If when we get to the bowl games we win in a statistical manner that supports our allegedly inflated ranking, then the point you make is moot.



We'd like to see people get off our backs about unfair ranking unless and until they show up in the better bowl games (say - the BCS games) and kick our ass. But since we stand head and shoulders above every other BCS major conference in our conference winning record playing "in better bowl games", we'd like to see the Big-10 stop ignoring our record of wins on the field in those better games....oh wait. We don't win those because of our skill, we win those because they are held in the South. You know - the same regional advantage that is so much of a determinative factor in the ACC winning so many of their games in their own Southern back yard, and....oh.....yeah.....well, except for that.

Don't get me wrong. Playing away against good teams from OOC is harder than playing bad teams at home. Duh. But I think the real factor is the "good teams" part. Our theory is that our conference is strong enough that our conference is more than adequate to battle harden our teams in preparation for the upcoming off season, and that we are fairly ranked. Yours is that "avoidance of home and home series against ranked OOC teams inflates the rankings of SEC teams", so that the ducking of ranked OOC games caused an "unfair ranking increases their likelihood of playing in better bowl games, including the NC game."

Well, there is a simple way to verify the validity of that "unfairly ranked" issue in the better bowl games, including the NC game.
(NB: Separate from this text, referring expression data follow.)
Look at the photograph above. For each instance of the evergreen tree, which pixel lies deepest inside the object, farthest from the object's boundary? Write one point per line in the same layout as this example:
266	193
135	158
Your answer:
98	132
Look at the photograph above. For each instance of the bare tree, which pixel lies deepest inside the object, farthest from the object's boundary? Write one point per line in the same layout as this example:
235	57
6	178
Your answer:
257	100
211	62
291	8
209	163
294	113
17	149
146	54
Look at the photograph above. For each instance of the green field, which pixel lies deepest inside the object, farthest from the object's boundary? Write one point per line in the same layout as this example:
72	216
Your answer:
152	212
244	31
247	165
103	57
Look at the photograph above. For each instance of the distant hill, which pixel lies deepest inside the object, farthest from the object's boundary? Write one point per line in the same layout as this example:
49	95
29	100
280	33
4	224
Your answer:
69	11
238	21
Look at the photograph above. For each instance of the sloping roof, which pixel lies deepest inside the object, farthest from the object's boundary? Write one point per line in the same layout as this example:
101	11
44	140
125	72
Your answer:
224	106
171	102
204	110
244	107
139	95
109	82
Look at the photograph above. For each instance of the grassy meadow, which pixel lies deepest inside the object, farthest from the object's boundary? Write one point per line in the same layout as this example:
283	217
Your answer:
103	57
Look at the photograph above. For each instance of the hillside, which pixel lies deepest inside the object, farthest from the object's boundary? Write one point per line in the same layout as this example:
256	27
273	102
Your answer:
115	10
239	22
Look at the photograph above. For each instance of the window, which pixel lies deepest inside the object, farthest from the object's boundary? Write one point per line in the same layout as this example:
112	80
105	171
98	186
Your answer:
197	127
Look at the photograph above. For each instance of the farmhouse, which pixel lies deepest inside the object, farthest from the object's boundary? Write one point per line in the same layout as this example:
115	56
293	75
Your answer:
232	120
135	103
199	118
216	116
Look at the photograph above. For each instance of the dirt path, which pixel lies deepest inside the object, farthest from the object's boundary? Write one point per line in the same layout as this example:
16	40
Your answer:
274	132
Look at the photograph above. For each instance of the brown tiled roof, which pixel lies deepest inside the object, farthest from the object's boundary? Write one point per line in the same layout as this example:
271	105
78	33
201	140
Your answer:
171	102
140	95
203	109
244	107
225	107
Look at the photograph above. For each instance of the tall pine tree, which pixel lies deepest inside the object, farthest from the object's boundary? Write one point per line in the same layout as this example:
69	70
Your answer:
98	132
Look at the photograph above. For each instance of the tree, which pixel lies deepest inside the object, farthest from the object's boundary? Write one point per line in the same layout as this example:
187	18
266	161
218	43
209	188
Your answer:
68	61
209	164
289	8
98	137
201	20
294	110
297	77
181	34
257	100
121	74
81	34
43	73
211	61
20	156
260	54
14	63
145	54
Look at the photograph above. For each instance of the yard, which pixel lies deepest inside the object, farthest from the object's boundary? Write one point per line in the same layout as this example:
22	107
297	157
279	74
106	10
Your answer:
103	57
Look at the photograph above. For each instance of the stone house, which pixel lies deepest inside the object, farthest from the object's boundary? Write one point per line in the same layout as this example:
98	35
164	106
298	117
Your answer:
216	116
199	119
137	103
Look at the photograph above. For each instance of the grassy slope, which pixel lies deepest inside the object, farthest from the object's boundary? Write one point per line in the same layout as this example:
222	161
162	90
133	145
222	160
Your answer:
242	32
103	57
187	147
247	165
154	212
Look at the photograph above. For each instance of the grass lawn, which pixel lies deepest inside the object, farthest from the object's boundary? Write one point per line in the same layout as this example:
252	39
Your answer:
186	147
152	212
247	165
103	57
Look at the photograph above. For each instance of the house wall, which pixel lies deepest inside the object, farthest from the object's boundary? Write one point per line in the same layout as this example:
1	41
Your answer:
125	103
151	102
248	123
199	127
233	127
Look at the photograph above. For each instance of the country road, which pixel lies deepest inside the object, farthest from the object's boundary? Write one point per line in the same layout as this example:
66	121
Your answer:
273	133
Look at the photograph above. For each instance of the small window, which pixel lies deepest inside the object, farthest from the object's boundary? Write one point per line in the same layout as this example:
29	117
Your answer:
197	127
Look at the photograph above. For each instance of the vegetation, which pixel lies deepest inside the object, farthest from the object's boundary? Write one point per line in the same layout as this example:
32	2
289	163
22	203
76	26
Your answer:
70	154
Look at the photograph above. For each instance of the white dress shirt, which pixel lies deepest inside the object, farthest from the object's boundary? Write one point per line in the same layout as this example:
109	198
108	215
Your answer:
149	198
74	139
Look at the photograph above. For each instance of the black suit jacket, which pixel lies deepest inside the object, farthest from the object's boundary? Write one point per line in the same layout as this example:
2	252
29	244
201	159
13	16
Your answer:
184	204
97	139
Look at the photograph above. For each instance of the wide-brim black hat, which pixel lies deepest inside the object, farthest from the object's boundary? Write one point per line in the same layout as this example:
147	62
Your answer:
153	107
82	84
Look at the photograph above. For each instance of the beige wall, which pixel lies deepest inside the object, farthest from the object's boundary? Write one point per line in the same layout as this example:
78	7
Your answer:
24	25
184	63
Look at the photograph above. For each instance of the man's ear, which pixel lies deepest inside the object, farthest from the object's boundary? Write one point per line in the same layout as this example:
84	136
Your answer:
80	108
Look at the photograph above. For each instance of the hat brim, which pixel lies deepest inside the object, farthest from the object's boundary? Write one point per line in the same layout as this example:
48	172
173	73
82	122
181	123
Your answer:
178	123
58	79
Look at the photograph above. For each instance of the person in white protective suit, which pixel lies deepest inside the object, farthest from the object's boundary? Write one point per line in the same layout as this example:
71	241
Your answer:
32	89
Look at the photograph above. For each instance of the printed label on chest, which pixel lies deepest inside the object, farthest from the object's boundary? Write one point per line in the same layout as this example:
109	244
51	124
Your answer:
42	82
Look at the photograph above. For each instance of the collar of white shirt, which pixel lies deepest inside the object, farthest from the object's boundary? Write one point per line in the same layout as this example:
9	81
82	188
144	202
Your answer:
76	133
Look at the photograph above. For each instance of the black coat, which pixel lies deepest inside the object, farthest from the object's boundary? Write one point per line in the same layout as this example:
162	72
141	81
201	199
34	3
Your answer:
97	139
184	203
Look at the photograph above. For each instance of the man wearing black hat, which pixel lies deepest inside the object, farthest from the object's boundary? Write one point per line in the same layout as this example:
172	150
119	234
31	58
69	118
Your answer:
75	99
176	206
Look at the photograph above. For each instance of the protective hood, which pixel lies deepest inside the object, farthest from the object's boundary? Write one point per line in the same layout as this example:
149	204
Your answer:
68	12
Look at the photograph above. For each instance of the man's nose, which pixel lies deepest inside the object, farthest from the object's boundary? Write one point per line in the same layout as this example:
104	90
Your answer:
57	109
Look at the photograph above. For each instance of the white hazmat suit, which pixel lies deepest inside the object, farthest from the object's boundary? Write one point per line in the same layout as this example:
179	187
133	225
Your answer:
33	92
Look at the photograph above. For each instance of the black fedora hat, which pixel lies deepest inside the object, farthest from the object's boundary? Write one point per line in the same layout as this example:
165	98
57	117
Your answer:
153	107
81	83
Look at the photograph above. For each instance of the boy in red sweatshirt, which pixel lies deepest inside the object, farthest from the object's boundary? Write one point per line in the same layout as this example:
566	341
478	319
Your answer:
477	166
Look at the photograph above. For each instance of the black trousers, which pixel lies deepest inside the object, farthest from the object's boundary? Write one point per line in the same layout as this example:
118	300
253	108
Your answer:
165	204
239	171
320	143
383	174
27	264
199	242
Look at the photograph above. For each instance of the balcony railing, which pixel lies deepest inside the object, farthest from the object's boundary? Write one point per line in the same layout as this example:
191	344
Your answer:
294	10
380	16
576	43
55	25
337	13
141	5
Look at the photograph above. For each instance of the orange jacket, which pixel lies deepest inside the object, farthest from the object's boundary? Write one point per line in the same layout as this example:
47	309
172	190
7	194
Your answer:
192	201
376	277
Look at our BCS record. If you do that, your theory is, I respectfully submit, disproven by that record. We are 6 and 0 with BCS NC game appearances by four different teams. What the hell else do we have to do to prove that we are not adequately ranked besides win the game - shut everybody out?

(* Yes, it is a statistical anomaly that I do not throw in your faces at all, or hardly ever - but for this discussion it is something that can be raised as relevant to the discussion and not thrown in as smack - at least the record from 1990, which is the last twenty year period we are talking about. )


You're absolutely right. Playing OOC games at home, avoiding ranked OOC foes, and then playing bowl games in the South is not advantage.